There we have it. Thirst is a life-and-death issue for all of us. It kills those we neglect and, as long as we ignore the clean-water crisis, exposes us to an even grimmer fate. Simply put, as long as we’re in the world, there’s no excuse for one soul perishing to thirst and water-related disease.

Accessible, clean water we take for granted is a godsend to millions. As God’s agents, we must send it to them.

Postscript: Obedience Outlets

There are hundreds of organizations working to solve this crisis, all of them needing our time and means. They’re obedience outlets—opportunities to honor Christ’s commandment to care for the thirsty among us. Here’s a very short list of organizations you can contact to learn how to support to their efforts.

The Water Project

Global Water

The Clean Water Fund (US-focused)

Charity: Water

WaterAid

Water.Org

3for5

Just a Drop

(If you’ve worked with or given to other organizations and would like them added to the list, please let me know and I’ll update the post.)

6 comments:

Jan said...

Tim, you really added to my little bit about Blog Action Day. You also brought back memories of when we lived in Ri and water fountains were called "bubblers." That's the only place I'd ever heard that term!

Tim said...

Jan, your "little bit" struck a deep chord in me.
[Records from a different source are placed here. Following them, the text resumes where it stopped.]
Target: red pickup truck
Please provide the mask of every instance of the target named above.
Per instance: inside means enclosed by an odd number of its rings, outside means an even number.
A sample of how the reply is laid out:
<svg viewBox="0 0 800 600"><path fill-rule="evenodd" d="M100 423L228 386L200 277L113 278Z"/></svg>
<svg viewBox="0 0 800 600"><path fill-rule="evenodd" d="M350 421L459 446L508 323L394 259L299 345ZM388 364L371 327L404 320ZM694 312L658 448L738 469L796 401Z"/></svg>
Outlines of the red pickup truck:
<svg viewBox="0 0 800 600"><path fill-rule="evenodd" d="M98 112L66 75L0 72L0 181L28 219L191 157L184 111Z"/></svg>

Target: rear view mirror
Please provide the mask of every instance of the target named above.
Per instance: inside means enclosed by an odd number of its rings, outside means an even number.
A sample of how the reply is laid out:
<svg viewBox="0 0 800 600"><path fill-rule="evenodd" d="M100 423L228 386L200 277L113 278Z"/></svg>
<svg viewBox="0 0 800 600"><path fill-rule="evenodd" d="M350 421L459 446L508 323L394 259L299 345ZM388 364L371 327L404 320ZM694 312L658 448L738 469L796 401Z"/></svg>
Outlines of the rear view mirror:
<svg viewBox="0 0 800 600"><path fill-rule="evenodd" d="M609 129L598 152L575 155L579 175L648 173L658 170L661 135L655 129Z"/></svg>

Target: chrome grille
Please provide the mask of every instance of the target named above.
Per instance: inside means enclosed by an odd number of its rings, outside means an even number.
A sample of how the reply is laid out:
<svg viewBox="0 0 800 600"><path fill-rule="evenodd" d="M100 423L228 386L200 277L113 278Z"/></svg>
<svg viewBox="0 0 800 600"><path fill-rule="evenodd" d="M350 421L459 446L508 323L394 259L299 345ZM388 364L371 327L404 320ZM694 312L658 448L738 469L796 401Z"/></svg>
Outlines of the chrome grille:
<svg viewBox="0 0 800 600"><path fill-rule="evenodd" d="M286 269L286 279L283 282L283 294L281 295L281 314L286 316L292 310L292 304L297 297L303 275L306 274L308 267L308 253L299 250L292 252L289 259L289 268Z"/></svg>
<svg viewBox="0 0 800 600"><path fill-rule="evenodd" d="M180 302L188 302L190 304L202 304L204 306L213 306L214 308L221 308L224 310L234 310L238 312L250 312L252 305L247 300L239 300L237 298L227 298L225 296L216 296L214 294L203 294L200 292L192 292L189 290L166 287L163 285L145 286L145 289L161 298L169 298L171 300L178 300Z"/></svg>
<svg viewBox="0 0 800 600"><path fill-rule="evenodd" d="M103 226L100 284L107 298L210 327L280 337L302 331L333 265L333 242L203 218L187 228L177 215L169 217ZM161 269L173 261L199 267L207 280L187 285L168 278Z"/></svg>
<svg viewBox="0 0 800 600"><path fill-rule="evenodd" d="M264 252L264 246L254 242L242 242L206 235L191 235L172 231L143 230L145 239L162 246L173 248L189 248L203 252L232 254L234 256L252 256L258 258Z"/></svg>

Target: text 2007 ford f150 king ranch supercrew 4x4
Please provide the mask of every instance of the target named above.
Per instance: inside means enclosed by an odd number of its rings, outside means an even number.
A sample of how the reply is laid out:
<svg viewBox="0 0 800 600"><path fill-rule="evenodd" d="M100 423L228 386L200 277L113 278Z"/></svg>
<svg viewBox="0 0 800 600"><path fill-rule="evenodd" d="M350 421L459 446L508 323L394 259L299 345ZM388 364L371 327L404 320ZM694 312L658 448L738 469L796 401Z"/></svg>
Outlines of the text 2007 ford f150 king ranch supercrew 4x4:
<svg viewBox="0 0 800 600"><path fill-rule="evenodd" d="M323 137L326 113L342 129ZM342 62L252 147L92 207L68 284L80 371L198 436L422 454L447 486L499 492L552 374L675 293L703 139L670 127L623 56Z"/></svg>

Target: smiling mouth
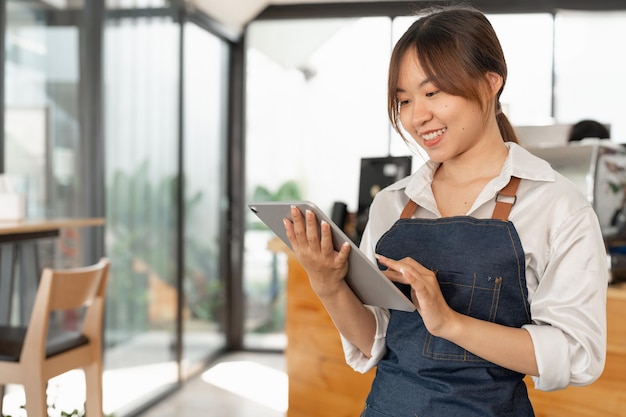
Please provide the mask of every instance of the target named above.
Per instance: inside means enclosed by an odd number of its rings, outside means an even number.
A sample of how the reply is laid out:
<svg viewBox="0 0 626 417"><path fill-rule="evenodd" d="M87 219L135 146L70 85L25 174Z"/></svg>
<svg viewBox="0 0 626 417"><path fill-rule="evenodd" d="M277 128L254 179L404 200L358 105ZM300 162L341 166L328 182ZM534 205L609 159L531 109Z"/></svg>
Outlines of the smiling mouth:
<svg viewBox="0 0 626 417"><path fill-rule="evenodd" d="M429 141L429 140L434 140L437 139L439 136L443 135L444 133L446 133L448 131L447 127L444 127L442 129L439 130L435 130L434 132L430 132L427 133L425 135L420 135L422 139L424 139L425 141Z"/></svg>

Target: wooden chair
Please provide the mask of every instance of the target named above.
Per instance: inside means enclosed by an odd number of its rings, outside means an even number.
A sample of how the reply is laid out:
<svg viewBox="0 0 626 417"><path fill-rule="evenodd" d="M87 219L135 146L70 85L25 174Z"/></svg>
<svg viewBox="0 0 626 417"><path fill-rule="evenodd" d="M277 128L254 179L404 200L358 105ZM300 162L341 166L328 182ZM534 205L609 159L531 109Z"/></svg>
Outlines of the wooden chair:
<svg viewBox="0 0 626 417"><path fill-rule="evenodd" d="M28 327L0 327L0 385L24 386L28 417L47 417L48 380L78 368L85 372L86 415L102 417L102 323L109 264L102 258L82 268L44 269ZM52 312L81 308L78 329L52 330Z"/></svg>

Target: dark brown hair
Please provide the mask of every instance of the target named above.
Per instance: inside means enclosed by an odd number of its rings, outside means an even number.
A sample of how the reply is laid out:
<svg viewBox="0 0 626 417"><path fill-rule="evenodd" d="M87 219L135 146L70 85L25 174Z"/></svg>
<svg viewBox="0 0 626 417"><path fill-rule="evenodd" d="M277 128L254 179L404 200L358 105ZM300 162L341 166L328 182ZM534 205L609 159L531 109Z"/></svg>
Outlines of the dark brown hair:
<svg viewBox="0 0 626 417"><path fill-rule="evenodd" d="M504 141L517 143L515 130L500 105L500 94L507 76L504 53L483 13L461 6L431 9L413 23L396 43L389 65L387 107L389 119L401 136L396 91L400 62L408 52L417 54L420 66L437 88L477 102L483 111L485 75L489 72L500 75L502 87L493 107Z"/></svg>
<svg viewBox="0 0 626 417"><path fill-rule="evenodd" d="M585 119L571 127L567 141L575 142L585 138L608 139L610 136L609 129L605 125L595 120Z"/></svg>

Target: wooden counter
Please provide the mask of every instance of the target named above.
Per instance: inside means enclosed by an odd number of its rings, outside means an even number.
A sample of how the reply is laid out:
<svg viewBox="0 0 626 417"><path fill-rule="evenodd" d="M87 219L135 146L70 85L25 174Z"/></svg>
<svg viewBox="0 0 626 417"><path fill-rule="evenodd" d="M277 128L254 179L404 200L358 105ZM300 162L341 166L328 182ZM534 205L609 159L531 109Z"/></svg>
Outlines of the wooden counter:
<svg viewBox="0 0 626 417"><path fill-rule="evenodd" d="M58 232L68 227L103 226L104 218L57 218L0 221L0 236L6 239L22 238L23 235Z"/></svg>
<svg viewBox="0 0 626 417"><path fill-rule="evenodd" d="M625 417L626 416L626 288L610 287L607 295L607 355L600 378L585 387L528 393L536 417Z"/></svg>
<svg viewBox="0 0 626 417"><path fill-rule="evenodd" d="M375 370L346 365L339 334L309 279L288 252L287 417L358 417ZM626 288L609 288L605 371L594 384L555 392L528 391L536 417L626 417Z"/></svg>
<svg viewBox="0 0 626 417"><path fill-rule="evenodd" d="M293 255L287 259L287 417L358 417L374 370L360 374L346 364L339 333L306 272Z"/></svg>

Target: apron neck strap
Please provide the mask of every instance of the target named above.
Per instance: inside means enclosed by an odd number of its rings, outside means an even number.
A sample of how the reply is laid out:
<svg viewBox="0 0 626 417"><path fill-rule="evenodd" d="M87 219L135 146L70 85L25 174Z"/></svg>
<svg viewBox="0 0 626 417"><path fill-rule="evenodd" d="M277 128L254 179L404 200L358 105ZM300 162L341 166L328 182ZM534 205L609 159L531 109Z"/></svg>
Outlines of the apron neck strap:
<svg viewBox="0 0 626 417"><path fill-rule="evenodd" d="M517 200L516 193L519 186L520 179L518 177L511 177L509 183L496 194L496 207L493 209L492 219L504 220L509 219L509 213L513 204ZM417 210L417 203L411 199L406 203L402 213L401 219L410 219Z"/></svg>
<svg viewBox="0 0 626 417"><path fill-rule="evenodd" d="M415 213L415 210L417 210L417 203L409 199L406 206L404 206L404 210L402 210L402 213L400 214L400 218L410 219L413 216L413 213Z"/></svg>
<svg viewBox="0 0 626 417"><path fill-rule="evenodd" d="M509 183L496 194L496 207L493 209L492 219L509 220L509 213L517 200L515 194L517 193L519 182L519 177L511 177Z"/></svg>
Clean water is such a basic problem to remedy and we don't seem to get that. As to bubblers, that may have been family jargon; I've not heard many in the city call them that. But that's how we knew them.

Thanks for the nudge. I pray someone swings by here and finds something to spark them to action!

Blessings,
Tim

Sherry Peyton said...

You are both to be commended for alerting us and reminding us of what we so take for granted. Literally bad water is virtually unknown in the US. My former church works very hard to enable the people of Swaziland to create their own clean water by providing and now teaching the simple manufacture of clorinators. It is having a serious impact. Since water will not too far off be an issue for us too, quantity rather than quality, it is important always to bring this issue forth. And tying it to my favorite passage makes it all the more compelling!

Tim said...

Thank, Sherry! The simple things we can do to help have such amazing impact. A group I work with to provide medical supplies to remote clinics shifted much of its emphasis to clean water provision. During a phone call recently, one of the young people who goes back and forth to Africa (also Swaziland) called clean water "preventative medicine"--and she wasn't joking.

And, ah yes, the sheep and goats. He makes things very clear for us, doesn't He?

Thanks for stopping by!

Blessings,
Tim

kkryno said...

It is amazing that somethig so seemingly simple can be nearly impossible for most of the world.

Helping in the effort to bring clean water to people in need is so very simple; literally a click away.

Thanks for bringing this to light, Tim. :)

Tim said...

Vikki, I think we overlook this need because it is so simple and affordable. Too often too many of us approach "causes" with delusions of grandeur, looking for ways to change the world. But changing, improving lives and longevity will change the world.

I share your thanks with Jan, who flipped the switch! Have a terrific weekend!